What format should your content take?

How you package your content should also be a strategic decision, and should consider your buyer persona and the purpose of your specific piece of content. Let’s go back to Carol. Carol is in the early stages of her buyer’s journey, and wants quick answers to some basic questions so she can decide whether she should dig deeper into assisted living research. A short blog post, infographic or checklist are therefore ideal formats for engaging Carol.

When Carol makes it past the awareness stage of her buyer’s journey to the consideration stage, she’ll want more detailed information about specific assisted living programs. When she’s ready, give her a whitepaper — something more meaty that provides answers or solutions to challenges Carol may be facing in these later stages (e.g. Carol is aware her mom needs to move into assisted living, but how on earth is she going to afford it — enter a white paper on financial considerations of long-term care).

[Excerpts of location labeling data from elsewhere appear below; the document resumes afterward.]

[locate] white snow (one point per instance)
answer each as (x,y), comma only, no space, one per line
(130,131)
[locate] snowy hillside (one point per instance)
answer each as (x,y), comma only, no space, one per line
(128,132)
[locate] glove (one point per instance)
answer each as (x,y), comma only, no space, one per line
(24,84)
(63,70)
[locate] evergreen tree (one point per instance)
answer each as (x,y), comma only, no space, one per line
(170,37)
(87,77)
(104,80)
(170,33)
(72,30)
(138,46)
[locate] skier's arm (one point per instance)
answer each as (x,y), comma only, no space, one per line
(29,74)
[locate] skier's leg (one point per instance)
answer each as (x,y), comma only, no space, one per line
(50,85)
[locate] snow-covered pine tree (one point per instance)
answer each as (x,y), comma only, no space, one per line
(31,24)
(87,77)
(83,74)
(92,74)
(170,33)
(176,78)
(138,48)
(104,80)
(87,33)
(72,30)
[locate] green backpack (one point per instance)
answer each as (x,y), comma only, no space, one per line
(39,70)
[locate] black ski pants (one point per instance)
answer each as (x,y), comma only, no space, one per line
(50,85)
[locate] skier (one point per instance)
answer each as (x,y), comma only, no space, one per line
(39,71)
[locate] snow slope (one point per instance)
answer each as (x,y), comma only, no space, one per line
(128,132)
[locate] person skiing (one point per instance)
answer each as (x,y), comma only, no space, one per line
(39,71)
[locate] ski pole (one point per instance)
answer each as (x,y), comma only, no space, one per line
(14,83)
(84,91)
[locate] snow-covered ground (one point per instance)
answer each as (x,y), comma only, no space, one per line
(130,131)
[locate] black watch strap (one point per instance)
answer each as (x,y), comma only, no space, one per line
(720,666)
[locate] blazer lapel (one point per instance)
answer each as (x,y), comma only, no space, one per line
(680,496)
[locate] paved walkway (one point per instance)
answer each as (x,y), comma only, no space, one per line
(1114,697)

Content Formats for Senior Living

AWARENESS StageCONSIDERATION StageDECISION Stage
Educational blog post:
What is assisted living?

Infographic:
10 Signs It’s Time to Move to Independent Living

Whitepaper:
Alzheimer’s Disease 101
Checklist:
Questions to Ask When You Call or Visit a Senior Living Community

Webcast:
Senior Living: How to Start the Conversations with Mom

Comparison White Paper:
Independent Living vs. Assisted Living
Cost Comparison:
Home Care vs. Assisted Living

Video:
A Day in the Life of a Senior Resident

Is your online content strategic?

You may have carefully planned, crafted and deployed your content, but that in itself won’t guarantee success. Once your content is out there, you should track and analyze whether it’s achieving its purpose and your business goals: is your content engaging potential leads, and are leads converting to customers?

Use Google Analytics, social media insights and whatever other reporting tools you have at your disposal to track open rates, click rates and conversion rates.  If people are finding your content and clicking or engaging with it, you know you’re hitting the mark. If your content isn’t engaging your target audience, you need to reevaluate one of the essential three components of your content strategy — your purpose, your audience (buyer persona), or your format/ communication channel. Continue to try new things and test different strategies, but avoid revamping your strategy all at one — test one element at a time so you can track specific results.

As a business operator or marketer, your natural instinct will be to create content that promotes your business’ services. But we’ve told, you the traditional sales pitch is dead. Instead, anticipate your audience’s wants and needs, then deliver content that checks these boxes. In doing so, you will (indirectly) be pitching your business, because you position yourself as a credible expert in your field.